The game starts with two characters, Temaru and Maëva, discovering a piece of treasure map on the beach of Bubble Island. Finding the rest of the map involves working your way through 100 levels of bubble-bursting action spread across locations, including a beach, rainforest, volcano mountains and dark jungle. At the end of it all lurks a Spider Queen, although what she's got to do with bubbles is anyone's guess.

The mechanic is basically Puzzle Bobble, as mentioned. A rudimentary golf club lets you fling bubbles upwards to form groups of three or more of the same colour, which then disappear. If the bubbles gather and reach the bottom, it's over and you have to start afresh.

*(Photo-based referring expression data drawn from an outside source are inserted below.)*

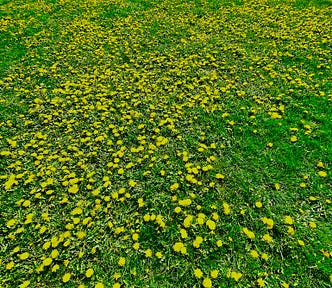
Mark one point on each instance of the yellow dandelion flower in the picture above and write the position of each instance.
(198, 241)
(148, 253)
(207, 283)
(11, 223)
(288, 220)
(227, 209)
(178, 246)
(301, 243)
(236, 275)
(24, 255)
(122, 261)
(55, 268)
(219, 243)
(269, 222)
(214, 273)
(136, 246)
(187, 221)
(284, 285)
(10, 265)
(267, 238)
(73, 189)
(25, 284)
(290, 230)
(54, 253)
(66, 277)
(220, 176)
(47, 261)
(254, 254)
(174, 187)
(259, 204)
(89, 272)
(249, 234)
(198, 273)
(211, 224)
(320, 164)
(183, 233)
(312, 224)
(177, 209)
(265, 256)
(293, 138)
(260, 282)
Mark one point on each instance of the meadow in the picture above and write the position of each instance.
(175, 143)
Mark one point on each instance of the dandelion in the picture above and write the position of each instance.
(25, 284)
(10, 265)
(254, 254)
(214, 274)
(66, 277)
(24, 256)
(249, 234)
(211, 224)
(148, 253)
(236, 275)
(89, 272)
(198, 273)
(322, 173)
(47, 261)
(122, 261)
(289, 220)
(259, 204)
(267, 238)
(260, 282)
(207, 283)
(198, 241)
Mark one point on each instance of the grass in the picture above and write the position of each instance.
(129, 129)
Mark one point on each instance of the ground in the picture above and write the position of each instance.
(165, 143)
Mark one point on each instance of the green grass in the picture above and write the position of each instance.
(205, 94)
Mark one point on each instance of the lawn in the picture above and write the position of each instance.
(175, 143)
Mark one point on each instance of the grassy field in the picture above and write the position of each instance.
(175, 143)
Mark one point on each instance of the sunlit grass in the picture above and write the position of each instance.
(165, 144)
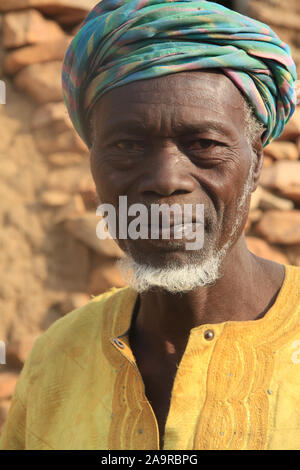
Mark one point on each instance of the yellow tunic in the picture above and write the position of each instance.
(80, 387)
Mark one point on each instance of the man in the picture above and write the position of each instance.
(176, 101)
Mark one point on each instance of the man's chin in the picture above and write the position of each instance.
(175, 274)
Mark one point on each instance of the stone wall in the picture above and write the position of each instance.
(51, 261)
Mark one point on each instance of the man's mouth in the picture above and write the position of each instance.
(180, 231)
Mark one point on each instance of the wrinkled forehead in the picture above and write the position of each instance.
(188, 95)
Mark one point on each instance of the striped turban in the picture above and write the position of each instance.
(122, 41)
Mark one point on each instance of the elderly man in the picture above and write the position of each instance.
(175, 101)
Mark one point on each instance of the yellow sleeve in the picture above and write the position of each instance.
(13, 436)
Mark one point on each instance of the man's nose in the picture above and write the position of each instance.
(167, 174)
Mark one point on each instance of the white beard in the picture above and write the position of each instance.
(179, 279)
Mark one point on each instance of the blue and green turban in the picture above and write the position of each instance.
(122, 41)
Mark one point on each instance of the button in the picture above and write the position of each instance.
(118, 343)
(209, 335)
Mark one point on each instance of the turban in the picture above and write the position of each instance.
(122, 41)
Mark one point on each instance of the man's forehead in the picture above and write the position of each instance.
(184, 93)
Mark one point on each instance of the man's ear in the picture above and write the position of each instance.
(258, 151)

Rounds like Balloon Attack and Time Trial consist of balloons that must be released by getting rid of their bubble payloads. Other rounds deploy the bubbles in stationary groups.

You aim using a dotted trajectory line, which you can move in an almost 180-degree arc to line it up with the right-coloured bubbles. Controlling it is smooth and accurate.

Things are livened up by the special bubbles you can employ, such as bomb bubbles that explode when hit, taking surrounding bubbles with them, and the chameleon bubbles, which change to the colour of whatever bubble hits them. Less pleasingly, the annoying flower bubbles morph into a number of new different-coloured bubbles when hit, which is bad news if you're about to clear the level.

A clever aspect of Bubble Bash is that balloons attached to groups of bubbles are affected by gravity. The attainment of combos as bubbles disappear result in an attached balloon rising up the screen as it gets lighter. Similarly, if you keep adding stray bubbles to such a group it will get too heavy for the balloon and will begin to sink.

The game's graphics are polished and bright. Featuring '80s classic 99 Red Balloons as the theme tune raised a smile from us, too.

The game is also immediately accessible – this is pick-up-and-play gaming in its purest form. But there's a solid level of strategic play, too, as you use the sides of the screen to rebound bubbles into difficult areas, and even push balloons and their hanging bubbles into better positions.

The best thing about Bubble Bash, however, is that you don't do the exact same thing level after level. There's a Balloon Attack mode, where you have to release one balloon as fast as you can, but next you might be thrust into the Time Trial where you have to release a set number of balloons in a time limit while they're scrolling across the screen. Danger Platform levels get you to burst all the bubbles before the platform Temaru and Maëva are standing on reaches them. Oh, and there's boss levels too. Variety really is the spice of life here.

Gameloft has gone to great lengths to make a familiar game mechanic fresh, with a varied progression. Bubble Bash is a cute little puzzle title that has variety, end-of-level bosses, and a strong strategy element, all of which should have you making a beeline for your nearest download portal.